The substantial volatility seen on the stock markets over the past few weeks has led some investors to use the U.S. mortgage market as a source of liquidity, driving valuations down to rates that have brought back memories of the financial crisis.
The upside over the week was due to a lack of ability to meet an even greater rise in demand for new mortgages and applications for refinancing. For yet another attempt to curb applications, lenders cranked up lending rates.
Many of them praise the Federal Reserve's swift acts last week that opened its vaults to unleash trillions of dollars, calming some of the shocks of the spreading coronavirus outbreak and its expected toll on the nation and economy.
The latest dislocation is one of the most rapid and serious that has been seen - and that is all with the backdrop that there are no solvency issues around the mortgage companies, Fannie Mae and Freddie Mac, as compared to the financial crisis experiences.

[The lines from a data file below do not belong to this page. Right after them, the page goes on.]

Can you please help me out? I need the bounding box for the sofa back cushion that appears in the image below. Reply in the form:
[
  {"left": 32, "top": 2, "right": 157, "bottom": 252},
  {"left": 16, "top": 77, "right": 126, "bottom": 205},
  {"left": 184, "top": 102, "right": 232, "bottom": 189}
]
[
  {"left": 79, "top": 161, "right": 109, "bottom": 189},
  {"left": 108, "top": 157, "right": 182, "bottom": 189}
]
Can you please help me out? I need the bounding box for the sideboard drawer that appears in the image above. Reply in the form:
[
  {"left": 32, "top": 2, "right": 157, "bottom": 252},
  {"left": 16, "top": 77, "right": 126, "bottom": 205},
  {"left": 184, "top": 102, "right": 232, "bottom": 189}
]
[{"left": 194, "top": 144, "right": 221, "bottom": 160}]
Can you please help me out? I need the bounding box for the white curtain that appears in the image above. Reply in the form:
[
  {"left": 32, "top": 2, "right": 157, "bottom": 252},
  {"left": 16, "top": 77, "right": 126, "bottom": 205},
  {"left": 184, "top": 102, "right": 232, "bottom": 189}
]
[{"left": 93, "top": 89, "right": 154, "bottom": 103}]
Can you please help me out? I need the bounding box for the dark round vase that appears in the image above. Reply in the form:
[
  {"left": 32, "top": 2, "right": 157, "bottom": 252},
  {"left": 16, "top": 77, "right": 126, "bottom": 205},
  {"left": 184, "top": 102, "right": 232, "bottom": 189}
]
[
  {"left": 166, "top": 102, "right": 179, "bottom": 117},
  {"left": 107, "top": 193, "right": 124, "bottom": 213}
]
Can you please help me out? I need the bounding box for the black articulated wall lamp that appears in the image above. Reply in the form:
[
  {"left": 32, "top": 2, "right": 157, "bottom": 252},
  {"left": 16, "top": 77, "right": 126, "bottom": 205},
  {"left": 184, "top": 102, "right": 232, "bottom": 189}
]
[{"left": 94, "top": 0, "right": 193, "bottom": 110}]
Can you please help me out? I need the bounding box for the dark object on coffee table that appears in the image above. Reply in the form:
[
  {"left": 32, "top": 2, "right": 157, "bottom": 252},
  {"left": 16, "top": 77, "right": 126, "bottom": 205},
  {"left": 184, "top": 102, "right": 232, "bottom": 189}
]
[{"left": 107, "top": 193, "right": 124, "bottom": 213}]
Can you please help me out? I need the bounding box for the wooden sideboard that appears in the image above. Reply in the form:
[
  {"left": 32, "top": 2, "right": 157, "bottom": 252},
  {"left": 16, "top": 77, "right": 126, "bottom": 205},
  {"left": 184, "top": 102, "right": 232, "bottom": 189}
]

Federal regulators are requiring lenders to provide flexibility to homeowners through the mortgage giants Fannie Mae and Freddie Mac. The switch covers about half of all US home loans - the ones Fannie and Freddie have forgiven. But regulators expect rapid adoption of a similar strategy by the entire mortgage industry.
Shutdowns in various parts of the world would definitely not have helped the borrowers have faced capacity issues. The original strategy for the central bank was to purchase at least $700 billion in Treasury debt and mortgage bonds from banks, or where the majority of all home loans are bundled into securities with a government backstop.
But investors still reeling from the biggest selloff of their careers also claim that safe haven assets, including agency mortgage bonds, tend to be a selling target as investors look to accumulate cash in case of market turmoil, and the massive bond-fund outflows of last week are not yet over.
Meanwhile, economic figures took a backseat again through the first half of the month. Government measures to contain the economic impact of the ongoing health crisis on the U.S economy remained the crucial factor.